Zimmy Zimmy hit the nail on the head. When I was in my 20's and early 30's I was a wildland firefighter, and for those who know something about this line of work, a Hotshot for 4 of those years. It was the perfect job for someone with ADHD....lots of physically demanding work, a harsh fitness routine that rivaled Olympic athletic training (we burned 10,000 to 12,000 calories a day when on wildfires) lots of adrenaline, lots of changing situations so little boredom, and it was something I was really into, so there was so much to learn. It suited me well. As a woman however, even in my early 30's, it was getting harder to maintain my high level of fitness---I was already starting to lose muscle. So I left the job favorably, and took an office job. HOLY CRAP, that was hard, Luckily, the company I worked for had a founder and CEO who was an avid outdoorsy person, and it was deemed 'OK' to workout at lunch and just throw on your work clothes back on after and go back to work.
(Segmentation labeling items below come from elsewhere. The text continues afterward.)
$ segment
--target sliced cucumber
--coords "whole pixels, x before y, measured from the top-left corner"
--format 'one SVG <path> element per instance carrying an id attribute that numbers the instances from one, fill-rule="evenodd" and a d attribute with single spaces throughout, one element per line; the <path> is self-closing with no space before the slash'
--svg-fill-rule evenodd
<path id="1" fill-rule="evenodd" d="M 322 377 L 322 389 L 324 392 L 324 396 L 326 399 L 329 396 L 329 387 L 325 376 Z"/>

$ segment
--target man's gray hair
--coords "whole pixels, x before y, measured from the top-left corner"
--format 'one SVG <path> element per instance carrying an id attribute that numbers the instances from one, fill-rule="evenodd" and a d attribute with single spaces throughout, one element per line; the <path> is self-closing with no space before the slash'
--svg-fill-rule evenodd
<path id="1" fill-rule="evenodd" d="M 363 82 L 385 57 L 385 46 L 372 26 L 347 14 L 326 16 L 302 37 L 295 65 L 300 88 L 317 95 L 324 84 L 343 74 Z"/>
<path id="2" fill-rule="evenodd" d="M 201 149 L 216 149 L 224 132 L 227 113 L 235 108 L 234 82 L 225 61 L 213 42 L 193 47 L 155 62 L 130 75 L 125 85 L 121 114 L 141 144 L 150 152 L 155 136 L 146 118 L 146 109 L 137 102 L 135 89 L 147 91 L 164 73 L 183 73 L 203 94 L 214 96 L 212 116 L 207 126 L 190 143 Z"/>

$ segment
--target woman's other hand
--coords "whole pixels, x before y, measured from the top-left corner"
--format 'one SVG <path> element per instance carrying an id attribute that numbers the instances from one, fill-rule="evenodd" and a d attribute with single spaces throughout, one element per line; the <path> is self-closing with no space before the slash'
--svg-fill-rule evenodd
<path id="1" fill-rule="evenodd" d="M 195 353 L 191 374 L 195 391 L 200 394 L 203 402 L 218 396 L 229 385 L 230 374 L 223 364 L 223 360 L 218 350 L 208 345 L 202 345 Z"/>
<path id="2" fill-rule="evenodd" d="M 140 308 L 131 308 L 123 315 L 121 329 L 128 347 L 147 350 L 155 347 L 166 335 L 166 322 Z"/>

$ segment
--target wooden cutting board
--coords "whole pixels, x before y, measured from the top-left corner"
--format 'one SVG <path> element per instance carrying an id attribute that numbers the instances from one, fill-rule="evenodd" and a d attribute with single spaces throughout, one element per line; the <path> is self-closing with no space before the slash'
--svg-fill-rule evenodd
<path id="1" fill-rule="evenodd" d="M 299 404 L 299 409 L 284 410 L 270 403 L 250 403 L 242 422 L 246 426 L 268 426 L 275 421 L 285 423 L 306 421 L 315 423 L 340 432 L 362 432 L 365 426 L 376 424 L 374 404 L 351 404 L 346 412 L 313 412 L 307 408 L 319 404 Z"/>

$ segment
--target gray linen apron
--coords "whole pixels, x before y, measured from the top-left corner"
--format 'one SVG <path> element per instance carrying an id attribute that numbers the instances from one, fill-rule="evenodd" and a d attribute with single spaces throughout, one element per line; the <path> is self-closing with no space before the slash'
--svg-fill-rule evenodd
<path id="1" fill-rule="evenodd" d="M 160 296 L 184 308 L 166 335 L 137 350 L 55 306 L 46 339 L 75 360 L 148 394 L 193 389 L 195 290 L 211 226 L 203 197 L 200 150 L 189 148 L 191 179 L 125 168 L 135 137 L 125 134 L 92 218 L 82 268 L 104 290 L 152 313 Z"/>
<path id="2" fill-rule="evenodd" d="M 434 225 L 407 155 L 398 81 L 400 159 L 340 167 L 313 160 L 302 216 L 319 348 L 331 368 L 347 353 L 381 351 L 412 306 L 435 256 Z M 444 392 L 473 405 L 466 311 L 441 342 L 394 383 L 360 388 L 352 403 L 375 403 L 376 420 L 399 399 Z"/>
So that's what I did to keep my ADHD in check and it mostly worked, but....they boredom and the repetition drove me nuts. Nothing about it was too engaging, after the initial learning curve. I also had a job as a manager of a nonprofit, and that was a lot of hands on, field going work, working my butt off. It was a good match, but the stress from helping underprivileged young adults with so much trauma, the fights and threat of violence caused me toxic stress, so I had to leave that job. My point is: Find a job and/or employer that suits you better, as this job does not seem like it does, but only you know that. If you are good with tech and need less structure, try working for Google.

wtfadhd profile image
wtfadhd

yep- did the hot shot route in AZ when i was a young 20… fun stuff for sure!! . it was a great fit. i was single- no kids n undiagnosed. ahh the good ol days! lol

the emotional dysregulation, and sensory thing is my now my big issue n late 40’s . addy n my amish upbringing help the organizational piece… still struggling.